The course is a 7-week senior seminar that provides an intensive opportunity for the students to reflect on issues and trends in healthcare relating to social justice and oppression. It is designed to be an intimate one, usually with 12 or fewer students. The students do reflective journaling and their assignments are reflective of their class discussions, readings and videos.

“Our students come to the course wanting to know how to interact with patients, but they don’t expect that from their first class we will be looking at cultural differences through a social justice lens,” says Bradley.

Prior to any of their course readings, the students share in a journal what they think about culture and identity. At the end of the course, they have a chance to consider how their understanding may have changed.

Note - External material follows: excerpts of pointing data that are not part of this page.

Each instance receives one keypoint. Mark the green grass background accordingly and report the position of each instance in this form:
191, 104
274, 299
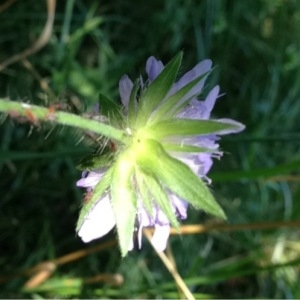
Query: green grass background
254, 45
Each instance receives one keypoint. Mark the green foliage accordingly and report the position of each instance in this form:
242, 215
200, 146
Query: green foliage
255, 45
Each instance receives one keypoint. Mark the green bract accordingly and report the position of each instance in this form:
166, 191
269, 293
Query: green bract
143, 171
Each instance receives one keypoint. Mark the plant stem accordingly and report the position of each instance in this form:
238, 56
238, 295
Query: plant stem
36, 114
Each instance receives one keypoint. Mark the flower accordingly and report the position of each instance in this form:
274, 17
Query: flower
160, 171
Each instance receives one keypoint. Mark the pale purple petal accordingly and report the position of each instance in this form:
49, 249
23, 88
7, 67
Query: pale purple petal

Sherry Perlmutter Bowen, PhD, who co-teaches the course with Bradley is an associate professor of communication. She directs the University-wide IGR program, offered through the Office of Diversity, Equity, and Inclusion and Department of Communication.

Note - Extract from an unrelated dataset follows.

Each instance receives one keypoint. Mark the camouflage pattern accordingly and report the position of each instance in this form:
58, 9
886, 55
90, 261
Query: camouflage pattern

In the classroom, the desks are arranged in a circle so the group can have intimate conversations about their thoughts, feelings and behaviors. The classes reflect different social, economic, racial and ethnic groups. The set-up of the room supports the dialogue process and team atmosphere the faculty are trying to encourage.

“What we’re doing is teaching professional nursing values. Our goal is to help students learn advocacy and learn how to implement change,” says Bradley.

Senior Anna Allocco took the Cross Cultural Communication in Health Care seminar because of an interest in healthcare stemming from a medical issue she had when she was young. She describes a class activity and discussion about how each student has seen, experienced or engaged in discrimination or power privilege. “It got very personal, and it makes you really look at yourself and reflect on your thoughts, attitudes and behaviors and how they might influence your interaction with patients.”

The discussions were often about marginalization, privilege, power and social justice. “We had the ability to guide our own conversation, and if the entire group of students thought one way and one person thought differently, that was okay,” said Allocco.

There is a rule that nothing said in the classroom leaves the room, which encourages students to share and learn about each other’s experiences. “It really hits home when one of your fellow classmates, whom you’ve known for three years, shares something that’s happened to them,” says Allocco.

As part of the course, the nursing students discuss situations they see in the hospitals regarding who on a staff has more power, and how people get power in society.

“We’ve become used to these different norms, so that’s often the way people think things are going to be,” Allocco says. “For example, people often view male doctors as a more knowledgeable person to talk to, or they view an older nurse as one with more power than a younger nurse.”

The students realized that many of these issues are rooted in society and that they can be the ones to break away from the mold, identify the fact that this is going on and acknowledge that it can be discussed.

“If you realize something is going on, you have the power to ask people if they’ve thought about  it in a different way,” she says.